Search code examples
sqlgoogle-bigquerysubquerydata-analysis

Unexpected result SQL subquery


I have two pieces of code that should basically do the same thing, but their results differ, and I cannot understand why.

This is the first code:

SELECT
    subquery.start_station_id,
    subquery.avg_duration
FROM
    (
    SELECT
        start_station_id,
        AVG(tripduration) as avg_duration
FROM bigquery-public-data.new_york_citibike.citibike_trips
GROUP BY start_station_id) as subquery
ORDER BY avg_duration DESC;

This is the second code:

SELECT
  start_station_id,
  AVG(tripduration) as avg_duration
FROM
  bigquery-public-data.new_york.citibike_trips
GROUP BY
  start_station_id
ORDER BY
  avg_duration DESC;

Both of these codes are supposed to find the average trip duration of each station. As per my understanding, the first code is basically doing the same thing as the second code but using a subquery. Turns out I am wrong, because the results of both these pieces of code are different. What is it that I am not seeing here?

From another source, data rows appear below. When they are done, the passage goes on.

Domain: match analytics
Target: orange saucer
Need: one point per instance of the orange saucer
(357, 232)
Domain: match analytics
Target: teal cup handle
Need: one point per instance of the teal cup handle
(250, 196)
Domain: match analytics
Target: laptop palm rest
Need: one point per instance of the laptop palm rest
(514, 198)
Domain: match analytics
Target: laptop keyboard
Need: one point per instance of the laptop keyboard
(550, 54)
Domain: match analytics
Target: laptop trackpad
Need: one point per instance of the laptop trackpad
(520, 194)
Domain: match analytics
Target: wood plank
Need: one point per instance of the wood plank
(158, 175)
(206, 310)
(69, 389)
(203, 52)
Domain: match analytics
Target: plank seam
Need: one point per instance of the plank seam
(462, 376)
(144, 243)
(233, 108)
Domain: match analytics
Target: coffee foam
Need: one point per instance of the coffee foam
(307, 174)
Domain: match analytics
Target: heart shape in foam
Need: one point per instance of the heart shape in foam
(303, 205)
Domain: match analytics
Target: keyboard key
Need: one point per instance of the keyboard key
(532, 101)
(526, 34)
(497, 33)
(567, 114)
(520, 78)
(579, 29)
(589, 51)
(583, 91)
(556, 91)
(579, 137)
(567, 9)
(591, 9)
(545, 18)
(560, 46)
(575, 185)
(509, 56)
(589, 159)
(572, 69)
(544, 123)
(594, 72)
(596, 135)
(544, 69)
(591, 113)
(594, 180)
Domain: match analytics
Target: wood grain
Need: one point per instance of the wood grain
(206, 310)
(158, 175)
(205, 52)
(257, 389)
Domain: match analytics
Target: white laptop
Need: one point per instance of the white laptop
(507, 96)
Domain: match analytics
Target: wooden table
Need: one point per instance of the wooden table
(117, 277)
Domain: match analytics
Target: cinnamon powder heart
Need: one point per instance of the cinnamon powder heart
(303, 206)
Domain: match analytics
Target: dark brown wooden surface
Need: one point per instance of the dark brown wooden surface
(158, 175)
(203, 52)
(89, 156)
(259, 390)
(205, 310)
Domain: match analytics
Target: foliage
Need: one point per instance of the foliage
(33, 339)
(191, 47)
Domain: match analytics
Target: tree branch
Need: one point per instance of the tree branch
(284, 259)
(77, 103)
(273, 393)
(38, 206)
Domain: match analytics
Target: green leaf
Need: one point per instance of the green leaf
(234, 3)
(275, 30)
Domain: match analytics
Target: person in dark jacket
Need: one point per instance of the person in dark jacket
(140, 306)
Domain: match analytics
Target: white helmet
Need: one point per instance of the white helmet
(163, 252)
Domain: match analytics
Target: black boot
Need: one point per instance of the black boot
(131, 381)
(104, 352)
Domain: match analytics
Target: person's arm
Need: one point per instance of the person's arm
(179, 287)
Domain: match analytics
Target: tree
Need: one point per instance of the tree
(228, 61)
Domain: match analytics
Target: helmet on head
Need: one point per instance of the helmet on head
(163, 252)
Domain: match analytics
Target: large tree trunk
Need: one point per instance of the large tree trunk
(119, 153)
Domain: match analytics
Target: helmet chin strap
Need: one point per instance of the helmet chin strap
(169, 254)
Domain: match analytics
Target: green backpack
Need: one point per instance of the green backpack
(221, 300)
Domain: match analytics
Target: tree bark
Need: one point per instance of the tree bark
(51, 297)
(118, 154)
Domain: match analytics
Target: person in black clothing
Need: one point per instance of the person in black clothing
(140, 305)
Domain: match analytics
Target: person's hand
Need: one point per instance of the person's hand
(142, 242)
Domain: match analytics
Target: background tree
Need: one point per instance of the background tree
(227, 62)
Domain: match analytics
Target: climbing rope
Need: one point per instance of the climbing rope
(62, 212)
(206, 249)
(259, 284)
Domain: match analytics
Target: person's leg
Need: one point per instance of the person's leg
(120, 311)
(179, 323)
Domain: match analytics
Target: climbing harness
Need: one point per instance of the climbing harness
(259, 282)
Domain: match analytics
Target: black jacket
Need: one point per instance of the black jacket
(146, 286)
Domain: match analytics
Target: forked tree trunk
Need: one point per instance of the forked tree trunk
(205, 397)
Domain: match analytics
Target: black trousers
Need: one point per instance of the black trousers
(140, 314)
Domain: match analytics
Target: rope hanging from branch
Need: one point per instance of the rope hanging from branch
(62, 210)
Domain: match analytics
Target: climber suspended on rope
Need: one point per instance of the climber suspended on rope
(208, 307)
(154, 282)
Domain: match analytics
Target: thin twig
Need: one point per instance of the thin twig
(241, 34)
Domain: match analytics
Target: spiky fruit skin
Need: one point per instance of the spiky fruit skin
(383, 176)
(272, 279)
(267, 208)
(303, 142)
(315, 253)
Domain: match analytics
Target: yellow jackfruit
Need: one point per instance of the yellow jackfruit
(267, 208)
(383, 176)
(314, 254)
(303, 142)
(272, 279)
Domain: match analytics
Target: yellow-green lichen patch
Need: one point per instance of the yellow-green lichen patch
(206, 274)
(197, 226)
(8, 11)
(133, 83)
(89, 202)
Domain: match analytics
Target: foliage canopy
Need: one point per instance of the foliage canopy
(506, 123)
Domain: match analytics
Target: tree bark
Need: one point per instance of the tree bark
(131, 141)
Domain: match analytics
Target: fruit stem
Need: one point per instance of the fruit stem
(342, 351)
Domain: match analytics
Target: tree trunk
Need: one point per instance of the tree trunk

This is the table being used

This is the result of the first code

This is the result from the second code

The first piece of code is the actual correct answer to the problem. I attempted to solve this problem without using subquery because it is a pretty straightforward problem. You have to find out the average trip duration by each station. As per my understanding, you just use the AVG function to find out the average trip duration and then group it by station ID. But both these codes have very different results. For the life of me, I can't understand why.

Any help is deeply appreciated, Thank you.


Solution

  • It seems in your SELECT statement you are not using the exact same table in both queries which may be the reason the result is not the same

    FROM bigquery-public-data.new_york_citibike.citibike_trips

    FROM bigquery-public-data.new_york.citibike_trips